Kenya : la communauté LGBT organise son premier festival de cinéma

 Pendant quatre jours, de jeudi à dimanche dernier, Nairobi accueillait pour la première fois de son histoire un festival du film LGBT. Objectif : promouvoir le dialogue et essayer de faire évoluer les mentalités dans un pays où l’homosexualité demeure punie par la loi et où une majorité de la population continue de la considérer comme un « comportement inacceptable ».

(Photo Flickr/ Patrik Nygren)
 « L’amour homosexuel est un crime dans 75 pays – dans dix d’entre eux la sentence est la mort ».
(Photo Flickr/ Patrik Nygren)

Officiellement, l’homosexualité est toujours illégale au Kenya. Par conséquent, vouloir organiser un festival du film LGBT à Nairobi, la vibrante capitale de ce pays d’Afrique de l’Est, peut sembler un choix osé, voire même carrément dangereux. Qu’importe, les organisateurs du Out film festival de Nairobi n’ont pas froid aux yeux et veulent continuer à se battre pour faire évoluer les mentalités.
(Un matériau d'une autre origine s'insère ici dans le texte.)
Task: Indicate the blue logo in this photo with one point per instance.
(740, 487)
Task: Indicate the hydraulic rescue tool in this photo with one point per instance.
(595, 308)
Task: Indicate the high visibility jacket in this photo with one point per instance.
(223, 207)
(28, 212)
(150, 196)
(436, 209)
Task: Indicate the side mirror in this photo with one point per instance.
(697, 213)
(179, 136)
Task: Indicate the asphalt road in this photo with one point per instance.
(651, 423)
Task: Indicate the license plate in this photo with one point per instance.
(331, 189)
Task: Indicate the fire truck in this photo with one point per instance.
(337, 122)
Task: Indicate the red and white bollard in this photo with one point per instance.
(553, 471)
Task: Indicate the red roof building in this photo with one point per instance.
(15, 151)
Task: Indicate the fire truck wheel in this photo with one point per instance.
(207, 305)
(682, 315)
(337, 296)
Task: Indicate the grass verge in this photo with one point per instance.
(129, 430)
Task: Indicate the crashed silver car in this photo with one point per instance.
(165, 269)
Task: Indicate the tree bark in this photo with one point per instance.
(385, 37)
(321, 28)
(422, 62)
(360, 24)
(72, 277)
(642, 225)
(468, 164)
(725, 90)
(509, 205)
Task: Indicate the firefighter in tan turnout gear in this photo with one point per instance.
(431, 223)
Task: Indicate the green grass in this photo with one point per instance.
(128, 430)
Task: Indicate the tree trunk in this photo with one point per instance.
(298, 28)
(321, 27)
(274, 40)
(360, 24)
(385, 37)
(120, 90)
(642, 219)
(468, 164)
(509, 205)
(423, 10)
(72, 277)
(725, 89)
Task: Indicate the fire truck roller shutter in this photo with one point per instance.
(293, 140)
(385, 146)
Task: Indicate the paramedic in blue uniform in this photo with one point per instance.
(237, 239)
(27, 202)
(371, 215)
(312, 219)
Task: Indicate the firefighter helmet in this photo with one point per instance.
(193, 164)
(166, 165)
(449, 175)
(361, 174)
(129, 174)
La cérémonie d’ouverture du Out Film Festival a eu lieu jeudi soir dernier dans un auditorium bondé situé en plein centre-ville de Nairobi, comme le rapporte un article du Guardian. Au programme : Pride, un film britannique de Matthew Warchus basé sur la véritable histoire d’un groupe d’activistes gays et lesbiennes ayant décide de récolter de l’argent pour venir en aide aux familles des mineurs britanniques impliqués dans la grève de 1984-1985. Et un épisode de la série télévisée Sense8, qui met notamment en scène des personnages gays, lesbiens et transgenres de même que des couples interraciaux.

Tristement, pas le moindre film kényan n’a été présenté, comme le souligne un article de Vice News. Pas de projection donc de l’excellent Stories of our Lives, doublement primé au Festival du film international de Berlin. Il faut dire que ce dernier avait été banni l’année dernière par l’Office national du film kényan au titre qu’il « faisait la promotion de l’homosexualité, ce qui est contraire aux normes et valeurs nationales ».

Qu’à cela ne tienne, la tenue à Nairobi du Out film festival constitue tout de même un grand pas en avant pour la communauté LGBT du pays. Il faut bien comprendre qu’il y a seulement quelques années de cela, organiser un tel évènement relevait de l’impossible.

C’est seulement depuis 2010, et l’entrée en vigueur de la nouvelle constitution kényane, bien plus progressiste qu’auparavant, que les tribunaux du pays ont commencé à mieux protéger les droits des minorités. Depuis, il est donc devenu plus facile pour les militants et les activistes se battant pour faire valoir les droits des LGBT au Kenya — qui bien que peu nombreux se montrent très actifs — de s’afficher au grand jour.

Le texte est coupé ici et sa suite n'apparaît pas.